Den San Jose Sharks war es schließlich auch noch möglich innerhalb der letzten Woche 2007 drei Erfolge zu verbuchen. Wie die Red Wings sammelten sie ihre Punkte ausschließlich auf fremden Eis. Erfreulich aus deutscher Sicht waren die Leistungen von Marcel Goc und Christian Ehrhoff. Während Goc beim 5-2 Erfolg in Nashville seinen zweiten Saisontreffer markierte, steuerten er und sein Landsmann dem 3-2 Sieg in Los Angeles jeweils eine Assist bei.
NOT (Die schlechtesten Teams der Woche)
Pl. Team Siege Niederlagen Tore
Overtime Shootout Regulär
30. Boston Bruins 0 0 0 3 5-13
29. Tampa Bay Lightning 0 0 0 3 6-12
28. Toronto Maple Leafs 0 1 0 2 5-14
27. St. Louis Blues 0 1 1 2 6-14
Die Boston Bruins hatten in der vergangenen Woche nur wenig Grund zum feiern, mussten sie doch drei Niederlagen einstecken und geraten langsam in Gefahr im Osten unterhalb des Mittelmaßes abzutriften. Da die Misserfolge allesamt fern der Heimat passierten und keine Divisionskontrahenten dabei waren, werden sie sie wohl verschmerzen können. Wäre da nicht dieses Spiel in Atlanta gewesen. Dort gingen Marco Sturm und seine Kollegen nämlich sang- und klanglos mit 0-5 unter. Die Partien zuvor verloren sie in Pittsburgh mit 2-4 und in Carolina mit 3-4.

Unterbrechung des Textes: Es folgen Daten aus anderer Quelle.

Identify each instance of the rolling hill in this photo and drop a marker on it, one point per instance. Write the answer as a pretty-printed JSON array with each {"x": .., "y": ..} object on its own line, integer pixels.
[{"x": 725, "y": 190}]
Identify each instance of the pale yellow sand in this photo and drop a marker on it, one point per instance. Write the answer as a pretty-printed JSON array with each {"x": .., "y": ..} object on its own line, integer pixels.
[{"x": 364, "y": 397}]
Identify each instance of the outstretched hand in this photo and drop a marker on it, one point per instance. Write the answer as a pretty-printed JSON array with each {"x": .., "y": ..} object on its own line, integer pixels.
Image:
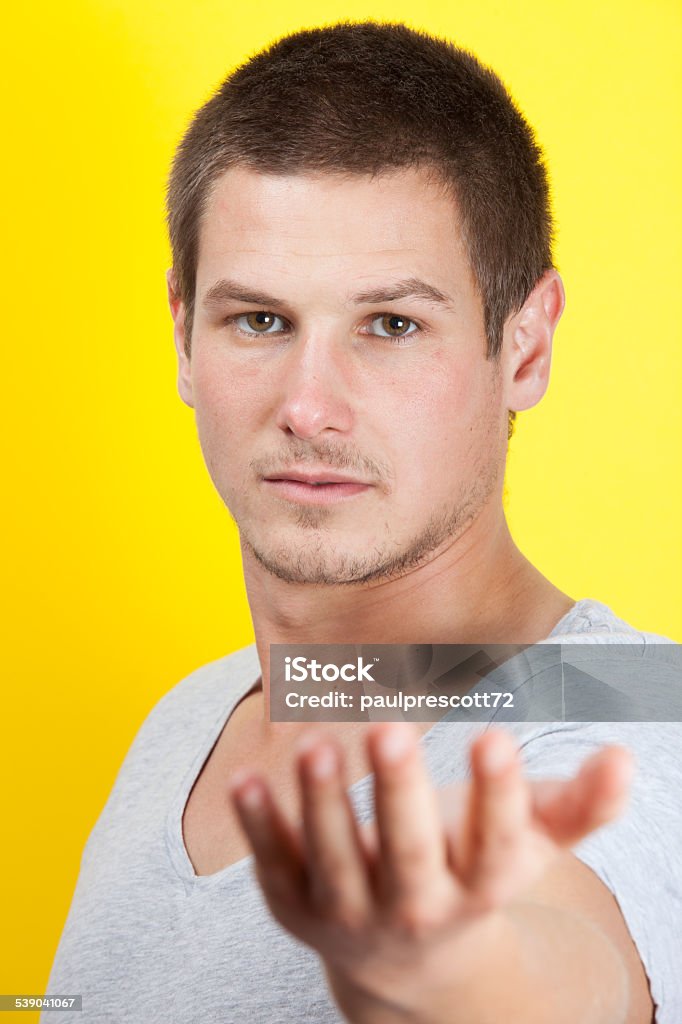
[{"x": 428, "y": 879}]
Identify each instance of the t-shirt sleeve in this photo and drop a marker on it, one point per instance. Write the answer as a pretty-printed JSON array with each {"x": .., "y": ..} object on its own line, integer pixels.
[{"x": 639, "y": 856}]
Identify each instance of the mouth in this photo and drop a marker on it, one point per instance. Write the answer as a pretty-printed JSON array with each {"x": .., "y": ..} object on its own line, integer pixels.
[{"x": 323, "y": 487}]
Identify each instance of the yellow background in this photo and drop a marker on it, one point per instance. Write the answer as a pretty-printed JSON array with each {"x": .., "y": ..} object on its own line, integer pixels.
[{"x": 122, "y": 565}]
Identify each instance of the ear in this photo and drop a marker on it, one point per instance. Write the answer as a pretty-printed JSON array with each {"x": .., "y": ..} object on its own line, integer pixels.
[
  {"x": 184, "y": 366},
  {"x": 527, "y": 343}
]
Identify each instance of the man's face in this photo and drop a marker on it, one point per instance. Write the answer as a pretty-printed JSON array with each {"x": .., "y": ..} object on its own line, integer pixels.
[{"x": 347, "y": 414}]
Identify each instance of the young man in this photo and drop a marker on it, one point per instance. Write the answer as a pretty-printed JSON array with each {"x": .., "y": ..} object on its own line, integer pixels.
[{"x": 364, "y": 296}]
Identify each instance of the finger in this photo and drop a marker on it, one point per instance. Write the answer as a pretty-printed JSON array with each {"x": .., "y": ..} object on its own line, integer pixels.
[
  {"x": 570, "y": 810},
  {"x": 412, "y": 842},
  {"x": 276, "y": 852},
  {"x": 337, "y": 868},
  {"x": 498, "y": 818}
]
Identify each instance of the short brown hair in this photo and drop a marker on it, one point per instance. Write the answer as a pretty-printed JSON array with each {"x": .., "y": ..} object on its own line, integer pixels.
[{"x": 368, "y": 97}]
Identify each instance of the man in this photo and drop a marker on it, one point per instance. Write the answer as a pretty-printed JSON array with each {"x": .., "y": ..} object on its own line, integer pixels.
[{"x": 364, "y": 296}]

Die Tampa Bay Lightning sind nicht wieder zu erkennen. Obwohl sie mit Vincent Lecavalier den derzeit punktbesten Spieler der Liga stellen, belegen sie nur den letzten Platz im Osten. Auch in dieser Woche konnten sie nicht an die weitaus erfolgreicheren letzten vier Spielzeiten erinnern, als sie immer die Playoffs erreichten und 2004 sogar den Stanley Cup holten. Trotz machbarer Aufgaben in Washington und zu Hause gegen die Canadiens und die Flyers fanden sie keinen Weg aus ihrer Misere.
Besonders groß ist die Kluft zwischen Anspruch und Realität bei den Toronto Maple Leafs. Sie errangen lediglich einen Punkt auf Long Island, als sie dort in der Overtime mit 3-4 verloren. Danach setzte es eine 1-4 Niederlage in Philadelphia und eine derbe 1-6 Heimschlappe gegen die Rangers. Sie belegen weiterhin nur den letzten Platz im Nordosten und werden mit solchen Leistungen die in der kanadischen Großstadt eingeplanten Playoffs auf keinem Fall erreichen.

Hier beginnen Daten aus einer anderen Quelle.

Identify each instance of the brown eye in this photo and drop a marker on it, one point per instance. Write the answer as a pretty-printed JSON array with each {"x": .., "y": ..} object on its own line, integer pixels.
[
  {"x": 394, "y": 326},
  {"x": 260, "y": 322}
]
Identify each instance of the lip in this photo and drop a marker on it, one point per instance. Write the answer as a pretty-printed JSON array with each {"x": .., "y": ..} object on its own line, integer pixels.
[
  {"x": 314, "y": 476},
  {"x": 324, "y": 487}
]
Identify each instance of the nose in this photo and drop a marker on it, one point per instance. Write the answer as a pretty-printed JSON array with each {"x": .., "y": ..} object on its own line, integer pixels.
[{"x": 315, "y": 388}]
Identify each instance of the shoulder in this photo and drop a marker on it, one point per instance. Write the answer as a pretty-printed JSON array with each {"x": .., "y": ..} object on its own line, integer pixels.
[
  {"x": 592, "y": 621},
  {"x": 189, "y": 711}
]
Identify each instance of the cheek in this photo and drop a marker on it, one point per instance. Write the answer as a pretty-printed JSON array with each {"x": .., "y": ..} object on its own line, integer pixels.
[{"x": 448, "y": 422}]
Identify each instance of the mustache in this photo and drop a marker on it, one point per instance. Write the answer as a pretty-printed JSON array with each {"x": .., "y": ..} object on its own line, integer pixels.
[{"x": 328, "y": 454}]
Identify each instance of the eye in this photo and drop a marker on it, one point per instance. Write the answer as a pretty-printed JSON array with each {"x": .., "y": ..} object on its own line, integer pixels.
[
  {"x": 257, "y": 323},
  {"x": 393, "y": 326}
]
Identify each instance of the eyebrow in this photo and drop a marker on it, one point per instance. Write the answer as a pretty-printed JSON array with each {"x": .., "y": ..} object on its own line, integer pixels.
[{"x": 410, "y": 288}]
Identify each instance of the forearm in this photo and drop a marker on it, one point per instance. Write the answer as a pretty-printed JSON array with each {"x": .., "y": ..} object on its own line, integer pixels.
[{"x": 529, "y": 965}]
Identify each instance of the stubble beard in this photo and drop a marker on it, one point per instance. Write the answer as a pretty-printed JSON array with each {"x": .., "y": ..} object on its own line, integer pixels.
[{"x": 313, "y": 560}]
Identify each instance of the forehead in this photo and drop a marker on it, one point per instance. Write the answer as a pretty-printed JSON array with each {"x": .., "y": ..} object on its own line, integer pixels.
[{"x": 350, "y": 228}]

Immerhin zwei Zähler erarbeiteten sich die St. Louis Blues während der letzten vier Begegnungen. Im ersten Spiel unterlagen sie zu Hause den Thrashers mit 2-3 nach Overtime und am letzten Samstag kamen sie in Dallas bis zum Shootout. Dazwischen präsentierten sie sich allerdings wenig erfolgshungrig, waren sie doch sowohl gegen die Red Wings, als auch gegen San Jose nicht in der Lage einen einzigen Treffer zu erzielen.